Las claves de la nota
- Sucedáneos de café de frutos nativos registrados.
- Lanzamiento de alfajor con harina de algarroba.
- Red de familias recolectoras como fuente de ingresos.
- Objetivo de democratizar el acceso a productos del monte.
La cooperativa Monte Vivo, con sede en La Banda, Santiago del Estero, está marcando un hito en la agroindustria argentina al agregar valor a los frutos del monte. Tras el éxito de sus sucedáneos de café elaborados con algarroba, mistol y chañar, la iniciativa ahora se expande hacia la producción de alfajores, demostrando el potencial de estos recursos nativos.
Santiago de Gregorio, uno de los fundadores, destaca que son los primeros en Argentina en registrar sucedáneos de café de chañar y mistol, productos que no contienen granos de café pero emulan su proceso de preparación mediante tostado y molienda. Estos desarrollos buscan ofrecer alternativas locales y con identidad propia al café tradicional importado, manteniendo el dulzor y sabor característico de cada fruto.
La materia prima es recolectada por una red de familias distribuidas en la provincia, quienes encuentran en esta actividad una fuente de ingresos. La cooperativa no solo se enfoca en la elaboración de bebidas, sino que también produce harina integral de algarroba, a partir de la cual se crean barritas energéticas. El reciente lanzamiento del alfajor, con masa de harina de algarroba, dulce de leche y merengue italiano con anís, busca consolidar la presencia de estos productos en un mercado más amplio.
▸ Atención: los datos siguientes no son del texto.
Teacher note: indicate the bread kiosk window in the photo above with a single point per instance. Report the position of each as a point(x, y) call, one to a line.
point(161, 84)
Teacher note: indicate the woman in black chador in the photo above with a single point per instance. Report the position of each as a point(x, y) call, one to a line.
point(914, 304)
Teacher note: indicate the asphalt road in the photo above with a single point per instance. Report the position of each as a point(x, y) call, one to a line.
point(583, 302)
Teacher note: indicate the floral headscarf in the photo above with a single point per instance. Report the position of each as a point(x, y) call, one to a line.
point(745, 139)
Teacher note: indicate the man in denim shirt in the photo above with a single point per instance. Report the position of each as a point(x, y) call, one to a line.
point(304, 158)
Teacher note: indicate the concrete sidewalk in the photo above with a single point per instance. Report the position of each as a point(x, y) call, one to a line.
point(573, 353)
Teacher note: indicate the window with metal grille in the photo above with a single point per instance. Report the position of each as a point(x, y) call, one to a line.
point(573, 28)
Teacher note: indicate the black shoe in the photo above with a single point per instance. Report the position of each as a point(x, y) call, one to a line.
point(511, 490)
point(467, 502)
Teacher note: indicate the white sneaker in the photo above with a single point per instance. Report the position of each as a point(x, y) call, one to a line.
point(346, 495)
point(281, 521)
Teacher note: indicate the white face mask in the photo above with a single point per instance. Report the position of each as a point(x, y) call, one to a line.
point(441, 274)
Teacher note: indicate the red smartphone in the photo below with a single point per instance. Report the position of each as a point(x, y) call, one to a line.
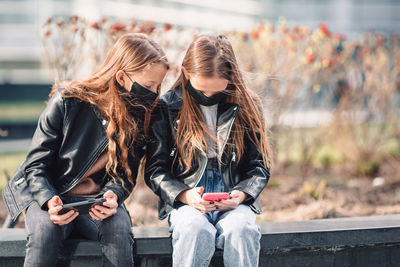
point(215, 196)
point(82, 207)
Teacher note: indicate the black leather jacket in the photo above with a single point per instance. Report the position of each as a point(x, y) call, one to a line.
point(250, 175)
point(69, 138)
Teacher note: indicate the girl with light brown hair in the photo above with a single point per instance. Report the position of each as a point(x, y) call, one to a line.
point(88, 144)
point(210, 137)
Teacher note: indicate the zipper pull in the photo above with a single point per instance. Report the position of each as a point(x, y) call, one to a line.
point(233, 156)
El objetivo principal de Monte Vivo es democratizar el acceso a los productos del monte, asegurando que sean tanto gustativa como económicamente populares. Buscan que los consumidores redescubran el valor de los saberes y sabores ancestrales, promoviendo un círculo virtuoso donde tanto la cooperativa como las familias recolectoras se benefician del trabajo y el valor agregado en origen. Esta iniciativa se alinea con la creciente tendencia de consumo de productos regionales y con identidad, ofreciendo una alternativa sostenible y con arraigo local.